Un gruppo di scienziati ha individuato un punto debole condiviso tra il virus della polio e i comuni virus del raffreddore, aprendo la strada a una possibile nuova generazione di farmaci antivirali. La scoperta arriva dalla University of Maryland, Baltimore County (UMBC), dove un team di ricercatori ha svelato un passaggio cruciale che gli enterovirus sfruttano per riprodursi all’interno delle cellule umane. I risultati dello studio, pubblicati sulla rivista Nature Communications, mostrano come virus responsabili di malattie quali polio, encefalite, miocardite e perfino il raffreddore comune riescano a prendere il controllo dei meccanismi cellulari per replicarsi. Ed è proprio in questo processo che si nasconde la loro vulnerabilità.
La ricerca è stata guidata da Deepak Koirala, professore associato di chimica e biochimica alla UMBC, insieme al neo dottore di ricerca Naba Krishna Das. Il loro lavoro risponde a domande rimaste aperte per anni su come questi virus avviano la replicazione una volta penetrati nella cellula. Il laboratorio di Koirala aveva già identificato in precedenza una struttura a forma di quadrifoglio all’interno dell’RNA virale. Il nuovo studio fa un passo avanti: dimostra come quella struttura riesca a reclutare le proteine necessarie per costruire il macchinario di replicazione del virus.
Gli enterovirus possiedono genomi a RNA estremamente piccoli, eppure devono svolgere due compiti contemporaneamente: dirigere la produzione di proteine virali e fungere da stampo per creare nuove copie del virus. Una delle proteine più importanti per questo processo è una proteina di fusione chiamata 3CD. La porzione 3C taglia le lunghe catene di amminoacidi nelle proteine separate di cui il virus ha bisogno, mentre la porzione 3D agisce come RNA polimerasi, un enzima che copia l’RNA virale per consentire la riproduzione. Le cellule umane non contengono naturalmente questo tipo di polimerasi, il che significa che il virus deve fornire la propria versione.

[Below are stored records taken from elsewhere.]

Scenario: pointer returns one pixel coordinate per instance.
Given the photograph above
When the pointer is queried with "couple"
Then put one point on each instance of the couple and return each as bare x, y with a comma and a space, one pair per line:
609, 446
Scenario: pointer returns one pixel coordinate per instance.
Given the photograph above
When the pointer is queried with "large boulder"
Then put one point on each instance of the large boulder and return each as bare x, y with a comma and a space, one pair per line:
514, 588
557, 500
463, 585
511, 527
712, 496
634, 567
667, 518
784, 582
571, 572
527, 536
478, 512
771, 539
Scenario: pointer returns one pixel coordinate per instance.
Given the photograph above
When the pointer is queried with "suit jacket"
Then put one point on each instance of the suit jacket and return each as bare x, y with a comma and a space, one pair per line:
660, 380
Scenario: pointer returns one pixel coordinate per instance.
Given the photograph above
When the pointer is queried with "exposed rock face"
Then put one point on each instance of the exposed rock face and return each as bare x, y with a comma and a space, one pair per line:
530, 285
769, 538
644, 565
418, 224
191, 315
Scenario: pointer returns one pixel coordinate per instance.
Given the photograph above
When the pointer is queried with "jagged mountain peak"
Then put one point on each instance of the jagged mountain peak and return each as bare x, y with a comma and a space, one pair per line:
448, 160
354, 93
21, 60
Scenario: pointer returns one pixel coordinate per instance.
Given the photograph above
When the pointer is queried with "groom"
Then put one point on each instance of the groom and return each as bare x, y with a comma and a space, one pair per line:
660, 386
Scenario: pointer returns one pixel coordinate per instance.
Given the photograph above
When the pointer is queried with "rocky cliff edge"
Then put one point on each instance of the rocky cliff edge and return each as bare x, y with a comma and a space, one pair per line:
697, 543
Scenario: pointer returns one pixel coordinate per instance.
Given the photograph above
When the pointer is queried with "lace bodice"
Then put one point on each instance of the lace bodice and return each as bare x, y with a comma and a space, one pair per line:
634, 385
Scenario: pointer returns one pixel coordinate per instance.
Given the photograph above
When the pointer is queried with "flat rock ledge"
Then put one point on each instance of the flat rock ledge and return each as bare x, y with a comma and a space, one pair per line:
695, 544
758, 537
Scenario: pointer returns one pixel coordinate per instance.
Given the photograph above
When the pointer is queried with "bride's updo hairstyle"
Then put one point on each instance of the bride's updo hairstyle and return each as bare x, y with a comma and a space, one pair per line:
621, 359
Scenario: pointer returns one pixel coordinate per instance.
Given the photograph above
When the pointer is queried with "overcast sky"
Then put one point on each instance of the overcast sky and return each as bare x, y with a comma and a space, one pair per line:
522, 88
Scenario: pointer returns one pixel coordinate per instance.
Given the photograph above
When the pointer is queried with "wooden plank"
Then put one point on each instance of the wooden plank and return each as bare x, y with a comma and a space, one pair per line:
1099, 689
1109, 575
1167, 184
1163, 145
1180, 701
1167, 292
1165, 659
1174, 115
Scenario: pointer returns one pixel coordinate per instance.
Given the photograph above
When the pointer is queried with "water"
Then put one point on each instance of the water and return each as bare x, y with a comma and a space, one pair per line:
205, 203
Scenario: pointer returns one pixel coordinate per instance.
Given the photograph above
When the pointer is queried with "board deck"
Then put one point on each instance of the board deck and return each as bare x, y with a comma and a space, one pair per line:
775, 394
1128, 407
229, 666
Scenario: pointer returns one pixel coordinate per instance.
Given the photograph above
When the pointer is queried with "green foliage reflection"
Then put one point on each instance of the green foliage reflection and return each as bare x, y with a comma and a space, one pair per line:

Un interruttore molecolare che controlla la replicazione virale
Il team ha scoperto che il complesso molecolare formato dall’RNA virale e dalla proteina 3CD funziona come un vero e proprio interruttore. Quando 3CD è attaccata, il virus copia il proprio genoma. Quando la proteina si stacca, l’RNA diventa disponibile per produrre proteine virali. Per esaminare queste interazioni nel dettaglio, i ricercatori hanno utilizzato la cristallografia a raggi X per visualizzare la struttura a quadrifoglio dell’RNA insieme alla proteina 3CD. Hanno inoltre impiegato la calorimetria a titolazione isotermica, che misura il calore rilasciato quando le molecole si legano, e la biolayer interferometry, che sfrutta le variazioni nell’interferenza luminosa per monitorare quanto a lungo le molecole restano legate tra loro.
Gli esperimenti hanno anche risolto un dibattito scientifico aperto da tempo. Il team ha dimostrato che due molecole complete di 3CD, ciascuna con la propria RNA polimerasi, si legano fianco a fianco sull’RNA virale. Studi precedenti avevano invece ipotizzato che le proteine formassero un singolo paio fuso. Il motivo per cui siano necessarie due copie non è ancora del tutto chiaro, ma il nuovo studio fornisce un quadro molto più nitido di come il processo di replicazione prenda il via.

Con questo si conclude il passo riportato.